L’enquête des juges d’instruction ouverte en février 2010 est bouclée depuis fin 2017. Pourtant, le procès sur le massacre du 28 septembre 2009 se fait toujours attendre. En raison d’obstacles politiques, financiers et logistiques.
Le lundi 28 septembre 2009, les forces vives guinéennes appellent à une manifestation pour empêcher les dérives de la junte militaire conduite par le capitaine Moussa Dadis Camara qui voulait confisquer le pouvoir.
Ce jour-là, des agents des forces de défense et de sécurité (Fds) lourdement armés encerclent le Stade du 28 septembre et bloquent toutes les issues. Un groupe pénètre à l’intérieur et se met à tirer sur la foule.
Au moins 156 personnes sont tuées, 1 400 blessés et 109 femmes violées, selon l’ONU.
Dans cette affaire, un pool des juges d’instruction a été chargé du dossier. Plus de 400 victimes ont été entendues. 14 personnes ont été inculpées, dont la moitié composée de responsables militaires.
Ce sont: le capitaine Dadis Camara, chef de la junte au pouvoir au moment des faits, son ex-aide de camp, le lieutenant Aboubacar Diakité dit Toumba, le colonel Claude Pivi alias Coplan, actuel chargé de la Sécurité présidentielle. Le colonel Moussa Tiégboro Camara, secrétaire d’État chargé de la lutte antidrogue et des crimes organisés qui, à l’époque des faits, commandait une unité d’élite de la gendarmerie qui a pris part au massacre, selon un rapport transmis à la Cour pénale internationale (Cpi).

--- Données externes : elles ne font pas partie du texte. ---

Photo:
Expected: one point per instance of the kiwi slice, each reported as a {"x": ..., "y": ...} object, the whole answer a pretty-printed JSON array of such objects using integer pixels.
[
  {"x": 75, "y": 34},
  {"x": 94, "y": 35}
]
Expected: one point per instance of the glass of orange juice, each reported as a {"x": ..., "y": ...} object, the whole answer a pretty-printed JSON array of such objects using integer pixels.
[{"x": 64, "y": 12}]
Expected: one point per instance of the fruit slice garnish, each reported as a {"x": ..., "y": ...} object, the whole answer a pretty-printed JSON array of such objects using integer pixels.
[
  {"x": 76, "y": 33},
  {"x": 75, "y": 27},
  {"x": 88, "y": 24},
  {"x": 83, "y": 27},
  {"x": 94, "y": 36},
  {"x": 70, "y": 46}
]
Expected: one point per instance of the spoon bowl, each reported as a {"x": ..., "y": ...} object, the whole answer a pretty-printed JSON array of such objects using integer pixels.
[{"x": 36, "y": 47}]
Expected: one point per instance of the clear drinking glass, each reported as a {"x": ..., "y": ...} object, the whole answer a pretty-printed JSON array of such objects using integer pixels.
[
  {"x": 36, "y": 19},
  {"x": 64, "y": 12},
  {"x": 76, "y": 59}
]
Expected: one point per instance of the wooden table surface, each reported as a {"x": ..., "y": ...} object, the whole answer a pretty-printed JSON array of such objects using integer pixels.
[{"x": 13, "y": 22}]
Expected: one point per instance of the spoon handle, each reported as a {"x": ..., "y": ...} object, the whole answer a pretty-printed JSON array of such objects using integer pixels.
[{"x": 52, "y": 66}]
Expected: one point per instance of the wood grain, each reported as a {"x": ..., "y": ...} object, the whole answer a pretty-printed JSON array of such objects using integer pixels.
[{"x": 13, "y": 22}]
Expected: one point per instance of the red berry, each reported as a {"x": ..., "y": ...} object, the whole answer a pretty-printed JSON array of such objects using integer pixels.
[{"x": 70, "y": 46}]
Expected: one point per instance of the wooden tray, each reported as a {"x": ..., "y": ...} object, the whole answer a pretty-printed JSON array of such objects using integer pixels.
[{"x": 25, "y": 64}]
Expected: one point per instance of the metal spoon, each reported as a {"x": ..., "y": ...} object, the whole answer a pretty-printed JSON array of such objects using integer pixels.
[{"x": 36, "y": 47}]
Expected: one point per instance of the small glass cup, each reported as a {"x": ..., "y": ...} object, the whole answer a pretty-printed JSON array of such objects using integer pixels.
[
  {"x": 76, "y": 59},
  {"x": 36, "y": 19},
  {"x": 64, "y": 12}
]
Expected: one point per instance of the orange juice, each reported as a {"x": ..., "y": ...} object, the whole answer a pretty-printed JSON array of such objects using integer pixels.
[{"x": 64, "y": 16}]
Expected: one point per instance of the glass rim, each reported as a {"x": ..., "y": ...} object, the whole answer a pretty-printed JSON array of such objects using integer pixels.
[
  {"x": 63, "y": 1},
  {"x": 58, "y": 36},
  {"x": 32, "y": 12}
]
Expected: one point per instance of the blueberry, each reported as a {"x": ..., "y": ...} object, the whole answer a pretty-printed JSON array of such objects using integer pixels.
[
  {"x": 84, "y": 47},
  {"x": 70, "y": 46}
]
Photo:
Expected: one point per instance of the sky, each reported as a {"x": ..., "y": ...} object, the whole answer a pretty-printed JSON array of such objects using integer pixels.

Le capitaine Bienvenu Lamah, responsable de la milice qui stationnait au camp de Kaléah à Forécariah (région de Kindia) qui est accusée d’avoir participé au massacre. Ainsi que le colonel Abdoulaye Chérif Diaby, ex-ministre de la Santé, accusé d’avoir délibérément entravé la prise en charge médicale des blessés, et le général Mamadouba Toto Camara, ex-numéro 2 de la junte et ministre de la Sécurité sous Dadis, poursuivi pour les exactions commises par les forces de police placées sous son commandement.
Détention illégale
La Haut-Commissaire des Nations unies aux droits de l’homme, Michelle Bachelet, hausse le ton sur l’impunité dont bénéficie les responsables présumés du massacre de 2009.
«L’impunité règne depuis trop longtemps en Guinée et empêche les cicatrices des victimes de guérir», dénonce Mme Bachelet qui demande aux autorités guinéennes de poursuivre les présumés responsables du massacre.
Par ailleurs, l’ONG Human rights watch dénonce la détention illégale de quatre individus à la Maison centrale de Conakry, respectivement depuis 2010, 2011, 2013 et 2015 dans le cadre de cette affaire. Alors que la durée maximale de la détention provisoire prévue par la loi ne doit pas excéder 18 à 24 mois en matière criminelle, en fonction du chef d’inculpation.
Coût du procès
Le budget prévisionnel du procès est de 78 milliards 87 millions 711 600 Francs guinéens, soit près de 8 millions d’euros.
L’État guinéen s’est engagé à payer 60,25 milliards de Francs guinéens, soit 77% du montant total. Parmi les partenaires, les Etats-Unis pour 17% et l’Union européenne, 5,8%. Tous ont fait savoir que leurs parts sont immédiatement disponibles.
Le 14 août 2019, le Garde des Sceaux Mohamed Lamine Fofana a déclaré que le gouvernement guinéen a débloqué une somme de 20 milliards de FG. Mais ce n’est pas suffisant. Les victimes savent compter sur la Cpi de la gambienne Fatou Bensouda. Mais là, bien qu’elle ait effectué une dizaine de missions à Conakry depuis 2010, la Cpi ne prendra le relai dans ce dossier qu’en l’absence de volonté ou de capacité de la Guinée à rendre justice.
Indemnisation
Le Premier ministre Ibrahima Kassory Fofana a annoncé que «tous les présumés auteurs desdites exactions, quels que soient leur appartenance politique, leur titre, leur rang ou leur grade, devront répondre de leurs actes devant la justice de notre pays», sans indiquer comment et à quelle date la Guinée paiera sa quote-part.
Il a dit seulement qu’il revient à son pays de «de créer les conditions matérielles, logistiques, techniques et sécuritaires pour la tenue effective de ce procès dans l’enceinte de la Cour d’Appel de Conakry».
Il a aussi réaffirmé «que tous les auteurs (…) de ces évènements tragiques du stade du 28 septembre seront jugés et les victimes indemnisées à la hauteur des préjudices qui leur ont été causés».
Faut-il y croire vraiment ? A chacun sa réponse.